American Children Continue To Receive Antibiotics Inappropriately, AHRQ Researchers Find
Inappropriate antibiotic prescribing continues for American children, despite efforts to educate providers about the risks of creating antibiotic-resistant infections, according to a new AHRQ-funded study. Researchers found that 27.3 percent of American children used at least one antibiotic each year during the 2004-2010 study period. About 69 percent of those children received antibiotics to treat common upper respiratory infections such as pharyngitis, pneumonia and ear infections. In addition, significant proportions of children received antibiotics to treat three conditions – bronchitis, sinusitis and the common cold – for which antibiotics are rarely prescribed. Researchers also found that 18.5 percent of these children used narrow-spectrum antibiotics and 12.8 percent used broad-spectrum antibiotics.

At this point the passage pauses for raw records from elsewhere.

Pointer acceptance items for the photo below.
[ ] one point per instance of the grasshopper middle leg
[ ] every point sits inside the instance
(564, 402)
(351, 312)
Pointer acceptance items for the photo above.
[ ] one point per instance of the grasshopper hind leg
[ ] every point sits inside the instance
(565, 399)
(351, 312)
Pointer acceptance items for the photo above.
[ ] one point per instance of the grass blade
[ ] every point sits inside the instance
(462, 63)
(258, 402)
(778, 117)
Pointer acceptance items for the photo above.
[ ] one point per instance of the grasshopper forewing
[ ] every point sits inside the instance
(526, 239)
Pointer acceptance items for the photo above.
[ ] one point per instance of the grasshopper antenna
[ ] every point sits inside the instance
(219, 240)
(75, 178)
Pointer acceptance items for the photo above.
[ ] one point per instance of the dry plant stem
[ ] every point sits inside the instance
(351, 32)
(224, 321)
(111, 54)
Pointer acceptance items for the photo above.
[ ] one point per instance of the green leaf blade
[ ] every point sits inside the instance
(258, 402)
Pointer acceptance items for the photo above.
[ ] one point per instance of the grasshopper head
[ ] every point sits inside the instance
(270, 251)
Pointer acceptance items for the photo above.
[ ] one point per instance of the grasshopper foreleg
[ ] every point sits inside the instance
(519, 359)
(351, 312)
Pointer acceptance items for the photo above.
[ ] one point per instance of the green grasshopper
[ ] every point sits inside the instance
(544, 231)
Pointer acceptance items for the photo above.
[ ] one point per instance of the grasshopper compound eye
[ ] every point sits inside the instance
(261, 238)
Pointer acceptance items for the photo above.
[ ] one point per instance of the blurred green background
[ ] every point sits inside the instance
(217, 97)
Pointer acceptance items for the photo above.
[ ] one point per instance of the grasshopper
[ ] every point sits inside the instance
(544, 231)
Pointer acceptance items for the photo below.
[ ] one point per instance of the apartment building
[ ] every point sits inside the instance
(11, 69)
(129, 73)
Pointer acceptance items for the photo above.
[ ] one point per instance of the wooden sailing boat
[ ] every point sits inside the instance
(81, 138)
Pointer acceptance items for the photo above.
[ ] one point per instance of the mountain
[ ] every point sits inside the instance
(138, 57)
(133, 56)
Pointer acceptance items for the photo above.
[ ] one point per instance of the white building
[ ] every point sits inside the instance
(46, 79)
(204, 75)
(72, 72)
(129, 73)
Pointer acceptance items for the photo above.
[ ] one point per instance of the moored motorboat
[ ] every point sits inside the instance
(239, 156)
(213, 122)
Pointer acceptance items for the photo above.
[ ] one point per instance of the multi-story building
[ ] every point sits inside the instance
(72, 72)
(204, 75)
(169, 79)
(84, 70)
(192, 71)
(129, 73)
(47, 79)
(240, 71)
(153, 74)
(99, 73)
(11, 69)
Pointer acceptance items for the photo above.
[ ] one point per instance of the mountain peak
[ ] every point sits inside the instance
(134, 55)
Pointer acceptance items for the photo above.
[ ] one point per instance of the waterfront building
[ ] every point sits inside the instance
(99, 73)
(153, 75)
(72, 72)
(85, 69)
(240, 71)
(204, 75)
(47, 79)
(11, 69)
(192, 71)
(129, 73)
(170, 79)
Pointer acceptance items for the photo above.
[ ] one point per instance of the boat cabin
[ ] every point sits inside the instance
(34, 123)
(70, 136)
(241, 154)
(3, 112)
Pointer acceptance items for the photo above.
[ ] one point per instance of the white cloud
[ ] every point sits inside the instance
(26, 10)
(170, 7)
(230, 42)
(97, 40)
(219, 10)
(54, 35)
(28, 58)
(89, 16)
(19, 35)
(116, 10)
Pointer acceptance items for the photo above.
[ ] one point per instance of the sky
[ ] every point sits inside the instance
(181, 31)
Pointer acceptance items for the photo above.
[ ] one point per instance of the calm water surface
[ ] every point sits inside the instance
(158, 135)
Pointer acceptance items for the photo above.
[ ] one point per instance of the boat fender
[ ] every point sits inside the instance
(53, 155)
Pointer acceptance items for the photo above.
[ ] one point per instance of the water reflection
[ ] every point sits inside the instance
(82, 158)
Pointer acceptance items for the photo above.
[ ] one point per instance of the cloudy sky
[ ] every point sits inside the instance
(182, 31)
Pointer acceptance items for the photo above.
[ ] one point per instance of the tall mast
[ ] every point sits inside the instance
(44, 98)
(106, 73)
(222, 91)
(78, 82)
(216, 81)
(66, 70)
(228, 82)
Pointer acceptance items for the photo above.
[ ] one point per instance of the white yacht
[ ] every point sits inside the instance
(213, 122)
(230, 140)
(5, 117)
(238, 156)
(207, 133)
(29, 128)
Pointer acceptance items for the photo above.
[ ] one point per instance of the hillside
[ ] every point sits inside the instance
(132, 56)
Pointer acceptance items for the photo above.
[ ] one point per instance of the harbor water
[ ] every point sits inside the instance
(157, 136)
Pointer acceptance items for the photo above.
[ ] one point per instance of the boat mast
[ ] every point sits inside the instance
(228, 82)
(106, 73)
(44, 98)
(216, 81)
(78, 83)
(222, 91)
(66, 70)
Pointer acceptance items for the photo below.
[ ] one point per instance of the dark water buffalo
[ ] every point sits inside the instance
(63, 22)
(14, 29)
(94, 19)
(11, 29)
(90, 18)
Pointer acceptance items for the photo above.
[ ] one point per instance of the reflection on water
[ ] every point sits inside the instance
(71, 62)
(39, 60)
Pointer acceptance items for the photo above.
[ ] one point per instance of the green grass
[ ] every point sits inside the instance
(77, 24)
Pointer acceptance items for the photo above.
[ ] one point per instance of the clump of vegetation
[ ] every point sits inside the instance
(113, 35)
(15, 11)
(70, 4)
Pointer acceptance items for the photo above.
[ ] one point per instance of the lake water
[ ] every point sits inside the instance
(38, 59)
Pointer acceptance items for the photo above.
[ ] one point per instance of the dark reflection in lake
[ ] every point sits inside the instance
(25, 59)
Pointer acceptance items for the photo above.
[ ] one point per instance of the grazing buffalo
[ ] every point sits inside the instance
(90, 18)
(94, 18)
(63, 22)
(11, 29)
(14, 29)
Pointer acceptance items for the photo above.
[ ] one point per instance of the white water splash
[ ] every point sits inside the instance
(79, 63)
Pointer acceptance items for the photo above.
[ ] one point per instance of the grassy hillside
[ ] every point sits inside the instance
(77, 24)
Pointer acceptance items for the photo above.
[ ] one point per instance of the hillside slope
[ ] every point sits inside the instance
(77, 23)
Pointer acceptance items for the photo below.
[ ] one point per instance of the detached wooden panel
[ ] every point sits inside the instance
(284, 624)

AHRQ’s Eric M. Sarpong, Ph.D., and G. Edward Miller, Ph.D., conducted the study, “Narrow and Broad Spectrum Antibiotic Use Among U.S. Children,” which appeared online with an abstract November 25 in Health Services Research. The researchers concluded that, despite encouraging reports on the declining use of antibiotics, further improvement is needed in the appropriate prescribing of antibiotics for children.
Health Serv Res. 2014 Nov 25. doi: 10.1111/1475-6773.12260. [Epub ahead of print]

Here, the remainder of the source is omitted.